At least five times out of ten days, he says, the answer should be No because the No is as important as the Yes, and maybe more so. The No is what proves you’re human – in case you should ever doubt it. And then if some morning the answer happens to be really, really Yes, it should be a Yes that’s choked with confession and tears and……great laughter. [iv] Yes!

 

My friends, when you have experienced

the Living and Loving God,

you can never keep quiet;

never slink into oblivion;

never shy away from the suffering

that tears humanity apart;

because you know in the depths of your soul

you are here to serve the One who has created you.

You are here to be responsible for the world.

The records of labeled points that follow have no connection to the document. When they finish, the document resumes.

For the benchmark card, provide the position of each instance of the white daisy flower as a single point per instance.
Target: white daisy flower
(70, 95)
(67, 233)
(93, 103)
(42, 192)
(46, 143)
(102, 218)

And here to do that with one another.

 

And by the way,

what would we ever do without one another?

We love one another.

We cherish one another.

What would we ever do without one another?

What would we do?

I don’t even want to think about it.

ENDNOTES

[i]  Ephesians 4:25-5:2: So then, putting away falsehood, let all of us speak the truth to our neighbors, for we are members of one another. Be angry but do not sin; do not let the sun go down on your anger, and do not make room for the devil. Thieves must give up stealing; rather let them labor and work honestly with their own hands, so as to have something to share with the needy. Let no evil talk come out of your mouths, but only what is useful for building up, as there is need, so that your words may give grace to those who hear. And do not grieve the Holy Spirit of God, with which you were marked with a seal for the day of redemption. Put away from you all bitterness and wrath and anger and wrangling and slander, together with all malice, and be kind to one another, tenderhearted, forgiving one another, as God in Christ has forgiven you. Therefore be imitators of God, as beloved children, and live in love, as Christ loved us and gave himself up for us, a fragrant offering and sacrifice to God.

[ii] Thomas G. Long. Sermon: Called By Name. Broadcast on Day One from Alliance for Christian Media, Chicago, IL, January 11, 2004.

[iii] Barbara Brown Taylor. God in Pain: Teaching Sermons on Suffering. Nashville:  Abingdon Press, 1998, 33.

[iv] Frederick Buechner. The Return of Ansel Gibbs. New York: Knopf, 1958.